El problema es que muchos no saben cómo cuidar a un jerbo y suelen hacer lo mismo que si tuvieran un hámster o un ratón cuando en realidad necesitan un poquito más. ¿Quieres que te ayudemos a cuidarlo bien?

Lo primero que has de saber de los jerbos es que son animales muy activos e incluso llegan a saltar (algunos, no todos). Su origen es de África y Asia y, al ser tan dóciles, se pusieron de moda como un animal que ocupa poco espacio pero, al mismo tiempo, puedes jugar con él.

Físicamente verás que tienen las patas traseras muy desarrolladas, más que las delanteras, con lo que su forma de moverse es muy rápida y ágil. Las patas de delante las usa para manipular objetos, para excavar, o para coger comida.

Es posible que, si solo tienes un jerbo, se pueda sentir solo porque les gusta vivir en comunidad y formar grupos numerosos pero claro, esto en una casa no es lo habitual y tener una pareja de jerbos puede hacer que, en poco tiempo, tengas muchísimos jerbos a tu alrededor.

Una de las diferencias que tienen los jerbos es el hecho de no tener abazones. Los abazones son las bolsas que tienen los hámsteres en la boca donde almacenan la comida. En el caso de los jerbos, carecen de ella por lo que comen más despacio y sin acumular comida.

Otra diferencia con el hámster es que tienen una cola más larga que la de las otras mascotas y además está recubierta de pelo.

Has de saber que los jerbos son mucho más inteligentes y tranquilos que un hámster o una rata. De hecho, se considera que su inteligencia supera 10 veces la de una rata por lo que es posible que puedas enseñarle truquitos.

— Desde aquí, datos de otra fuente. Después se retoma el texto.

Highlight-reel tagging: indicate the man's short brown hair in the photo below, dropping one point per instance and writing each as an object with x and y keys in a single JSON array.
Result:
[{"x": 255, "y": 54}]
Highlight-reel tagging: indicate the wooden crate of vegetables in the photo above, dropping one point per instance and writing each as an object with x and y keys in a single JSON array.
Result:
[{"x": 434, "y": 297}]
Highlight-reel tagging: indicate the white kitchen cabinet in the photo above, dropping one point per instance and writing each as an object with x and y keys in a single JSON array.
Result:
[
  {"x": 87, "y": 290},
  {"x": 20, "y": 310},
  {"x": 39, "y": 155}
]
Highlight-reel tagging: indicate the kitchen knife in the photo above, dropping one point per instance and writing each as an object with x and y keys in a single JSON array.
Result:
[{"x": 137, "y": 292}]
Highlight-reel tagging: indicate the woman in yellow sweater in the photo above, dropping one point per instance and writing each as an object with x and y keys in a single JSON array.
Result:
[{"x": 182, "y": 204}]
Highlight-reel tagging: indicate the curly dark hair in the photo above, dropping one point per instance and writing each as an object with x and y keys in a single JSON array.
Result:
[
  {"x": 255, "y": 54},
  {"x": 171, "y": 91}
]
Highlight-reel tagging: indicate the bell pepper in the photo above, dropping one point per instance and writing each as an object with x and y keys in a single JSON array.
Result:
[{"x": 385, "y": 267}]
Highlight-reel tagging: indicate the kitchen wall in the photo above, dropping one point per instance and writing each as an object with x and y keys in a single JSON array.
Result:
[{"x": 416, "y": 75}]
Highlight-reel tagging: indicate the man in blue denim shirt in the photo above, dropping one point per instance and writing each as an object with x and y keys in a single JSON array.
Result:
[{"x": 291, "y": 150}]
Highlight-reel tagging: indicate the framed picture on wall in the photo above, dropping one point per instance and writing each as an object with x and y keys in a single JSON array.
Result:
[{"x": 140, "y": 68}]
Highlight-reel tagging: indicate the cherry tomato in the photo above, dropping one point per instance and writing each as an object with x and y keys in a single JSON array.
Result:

Una ventaja de tener un jerbo es, sin duda, la limpieza. Y es que esta mascota no huele, por lo que puedes estar hasta un mes sin limpiarla que no pasará nada.

En cuanto a su forma de ser, los jerbos suelen ser cariñosos y pacientes. Les gusta jugar con las personas y que los acaricien y jueguen con él. No muerden ni son agresivos pero, cuidado, eso es cuando realmente se sienten bien contigo porque, si te tienen miedo, puede haber una reacción. Así que hay que tomarse su tiempo para que se acostumbre a ti.

En este caso su actividad no se limita solo a la noche, también pueden jugar por la mañana pero te recomendamos que no lo tengas en el mismo cuarto donde duermes porque te despertará o lo harás tú y perderá su confianza. Es mejor tenerlo en una habitación donde no se vaya a sentir mal ni asustado porque lo molestan.